The most glaring example of the global scope of London occurred when we first arrived and Julie met with her new UK team. While she had always worked with a global team, her immediate NYC-based office consisted entirely of Americans. In London, things were different. On her team here were people from Spain, France, Belgium, Italy, Poland, India, Russia and Belarus, with only a few actual Brits. She was now dealing with an office where a majority of the employees spoke English as their second or sometimes third language.

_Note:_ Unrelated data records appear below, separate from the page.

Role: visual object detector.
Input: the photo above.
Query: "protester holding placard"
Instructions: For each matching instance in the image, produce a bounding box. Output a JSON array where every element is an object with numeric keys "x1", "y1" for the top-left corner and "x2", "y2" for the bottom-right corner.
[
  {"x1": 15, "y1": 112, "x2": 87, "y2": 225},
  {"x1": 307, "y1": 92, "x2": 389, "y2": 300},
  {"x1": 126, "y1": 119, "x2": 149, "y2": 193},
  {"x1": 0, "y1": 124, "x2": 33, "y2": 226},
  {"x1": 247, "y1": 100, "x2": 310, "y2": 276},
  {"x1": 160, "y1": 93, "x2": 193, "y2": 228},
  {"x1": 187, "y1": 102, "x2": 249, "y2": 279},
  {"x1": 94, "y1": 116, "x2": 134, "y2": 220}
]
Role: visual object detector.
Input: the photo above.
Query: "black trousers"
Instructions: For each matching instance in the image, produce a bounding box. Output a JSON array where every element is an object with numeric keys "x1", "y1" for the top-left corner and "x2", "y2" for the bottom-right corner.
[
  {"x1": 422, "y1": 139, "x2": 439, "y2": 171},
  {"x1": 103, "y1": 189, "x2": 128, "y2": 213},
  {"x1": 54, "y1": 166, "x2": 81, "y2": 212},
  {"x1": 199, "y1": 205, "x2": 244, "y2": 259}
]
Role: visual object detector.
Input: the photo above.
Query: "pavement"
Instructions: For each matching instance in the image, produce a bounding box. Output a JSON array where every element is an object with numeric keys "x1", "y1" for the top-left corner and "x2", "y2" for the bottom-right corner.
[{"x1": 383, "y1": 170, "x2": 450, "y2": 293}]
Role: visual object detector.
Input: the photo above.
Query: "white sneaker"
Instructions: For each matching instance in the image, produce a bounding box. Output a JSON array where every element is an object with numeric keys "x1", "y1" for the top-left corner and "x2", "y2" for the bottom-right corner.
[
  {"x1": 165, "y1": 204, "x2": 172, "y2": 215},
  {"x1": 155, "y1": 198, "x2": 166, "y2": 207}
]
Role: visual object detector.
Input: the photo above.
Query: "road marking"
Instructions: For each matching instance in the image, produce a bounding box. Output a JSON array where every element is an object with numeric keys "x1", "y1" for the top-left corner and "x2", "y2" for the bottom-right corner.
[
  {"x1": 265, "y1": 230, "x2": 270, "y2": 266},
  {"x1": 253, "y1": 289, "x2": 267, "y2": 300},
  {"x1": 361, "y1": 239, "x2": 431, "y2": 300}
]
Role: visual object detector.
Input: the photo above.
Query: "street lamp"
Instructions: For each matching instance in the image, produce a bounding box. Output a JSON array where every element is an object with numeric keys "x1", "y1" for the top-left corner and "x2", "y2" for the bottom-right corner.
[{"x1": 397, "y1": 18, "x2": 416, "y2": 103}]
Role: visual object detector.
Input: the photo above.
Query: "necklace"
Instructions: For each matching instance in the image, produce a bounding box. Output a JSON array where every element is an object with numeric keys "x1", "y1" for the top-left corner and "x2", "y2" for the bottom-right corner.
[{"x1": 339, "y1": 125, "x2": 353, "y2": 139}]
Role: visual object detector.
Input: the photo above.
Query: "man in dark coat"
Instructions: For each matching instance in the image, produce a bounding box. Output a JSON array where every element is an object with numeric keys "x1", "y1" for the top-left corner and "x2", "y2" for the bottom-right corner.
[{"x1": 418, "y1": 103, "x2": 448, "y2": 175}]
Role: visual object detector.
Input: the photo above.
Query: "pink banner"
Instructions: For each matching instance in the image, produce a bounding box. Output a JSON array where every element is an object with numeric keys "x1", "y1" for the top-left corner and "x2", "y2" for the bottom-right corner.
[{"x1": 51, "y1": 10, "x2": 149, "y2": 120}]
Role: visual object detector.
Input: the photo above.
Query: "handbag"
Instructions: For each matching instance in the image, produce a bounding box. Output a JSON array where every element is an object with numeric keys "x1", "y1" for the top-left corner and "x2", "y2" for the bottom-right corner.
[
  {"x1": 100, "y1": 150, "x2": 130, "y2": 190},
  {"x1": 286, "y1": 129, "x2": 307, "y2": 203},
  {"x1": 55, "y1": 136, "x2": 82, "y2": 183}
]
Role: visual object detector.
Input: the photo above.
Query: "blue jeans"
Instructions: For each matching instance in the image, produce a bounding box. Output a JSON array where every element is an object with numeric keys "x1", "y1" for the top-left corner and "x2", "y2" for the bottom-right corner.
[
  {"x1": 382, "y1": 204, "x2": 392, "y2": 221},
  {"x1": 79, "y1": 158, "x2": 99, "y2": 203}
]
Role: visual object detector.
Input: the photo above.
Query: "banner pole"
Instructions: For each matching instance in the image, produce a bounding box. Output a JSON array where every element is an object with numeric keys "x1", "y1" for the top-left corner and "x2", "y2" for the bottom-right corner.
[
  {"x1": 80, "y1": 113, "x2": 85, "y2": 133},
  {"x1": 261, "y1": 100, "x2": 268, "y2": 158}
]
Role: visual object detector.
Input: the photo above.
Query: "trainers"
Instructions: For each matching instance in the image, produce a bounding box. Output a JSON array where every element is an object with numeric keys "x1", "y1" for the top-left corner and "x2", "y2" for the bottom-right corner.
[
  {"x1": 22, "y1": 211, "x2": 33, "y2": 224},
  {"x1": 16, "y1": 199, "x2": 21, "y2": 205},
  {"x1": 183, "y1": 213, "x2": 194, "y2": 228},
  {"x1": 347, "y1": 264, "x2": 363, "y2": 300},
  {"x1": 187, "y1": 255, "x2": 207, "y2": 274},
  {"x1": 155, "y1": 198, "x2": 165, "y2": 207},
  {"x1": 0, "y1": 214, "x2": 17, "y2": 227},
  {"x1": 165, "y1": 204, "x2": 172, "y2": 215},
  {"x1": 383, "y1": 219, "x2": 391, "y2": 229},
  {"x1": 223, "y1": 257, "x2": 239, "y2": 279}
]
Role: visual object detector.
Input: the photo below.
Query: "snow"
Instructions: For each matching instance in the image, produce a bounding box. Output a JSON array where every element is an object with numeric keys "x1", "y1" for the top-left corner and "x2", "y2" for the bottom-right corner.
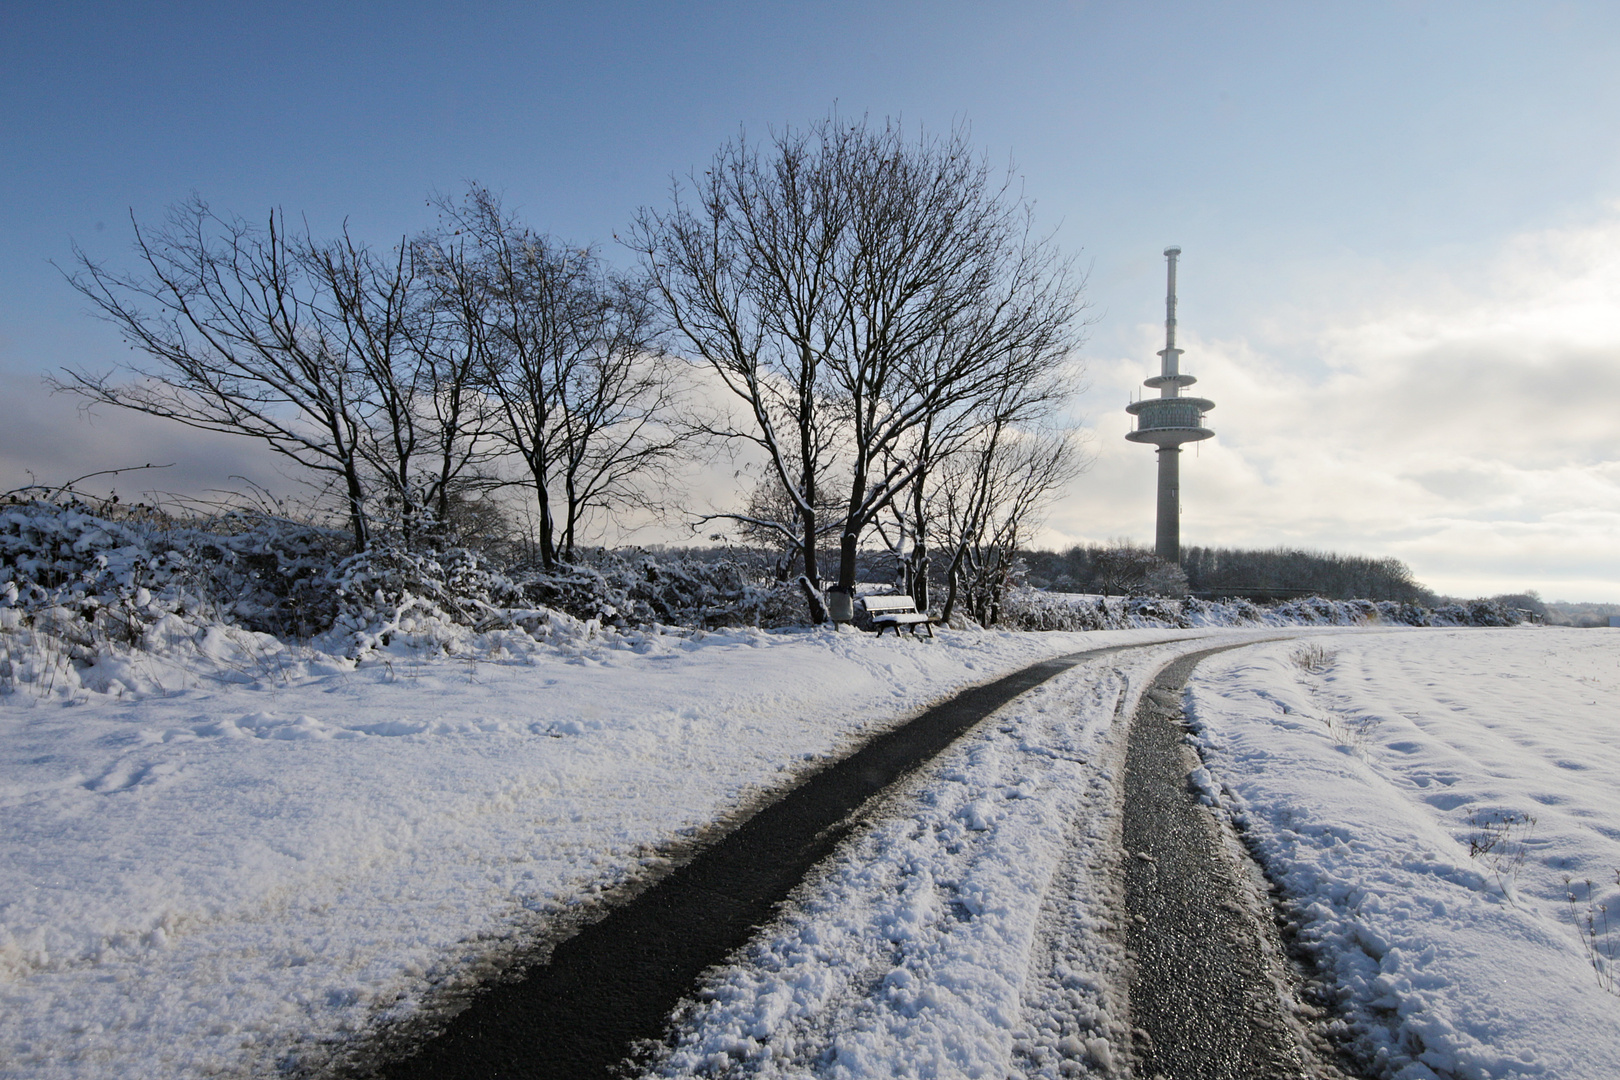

I too experienced the cultural diversity of London rather quickly. I joined a tennis and soccer league shortly after arriving, looking to meet people and stay active. My soccer (or football) team had two Brits, a Russian and an Indian. My last two tennis matches were against a Finnish and a Brazilian. I have actually come to befriend the Finnish player, and a few weeks back he invited me to watch a football (or soccer if you will) at his local pub. We ended up drinking for the next five hours, hanging out with two other Finnish guys, three Irish woman and a Pakistani-Irish co-worker of my Finnish friend. So within our drinking group, there were four different accents between eight people, if you include my American accent. There was nothing shocking about it either. No one commented about our UN-like group. It was normal for everyone.
Obviously a comparison between the two cities is a little unfair. The small size of the UK, it’s close proximity to dozens of other countries and the EU makes the flow of employees across borders easy. With every new economic crisis, scores of foreign workers come to London and the UK, looking for a new opportunity. The Spanish, the Portuguese, and the Italians have come over to London in huge numbers in the last five years. And since the EU makes the transition easy and cost effective for the employer, companies are open to looking for qualified employees in other countries and relocating them. Trying to obtain a work visa in the US on the other hand is challenging to say the least. Unless a large corporation has the funds to manage it, most employers do not want to deal with the logistical nightmare and the piles of paperwork to relocate an employee to a non-EU country. And while NYC also has a large immigrant population, the majority tend to be from Mexico, Dominican Republic, India and Bangladesh and have established themselves for multiple generations in most cases.
I adore both cities, but there is something magical about how truly international nature of London. The people blend and mingle more freely than in NYC and the majority of the foreign accents you hear are people that actually live here, not just tourists (though London as plenty of those as well). The EU has allowed London to become an international crossroads of sorts, with people seeking a stronger economy than their home country. Especially with what has happened with the economy in Europe in the last six years, London is only getting bigger and more diverse. I love it.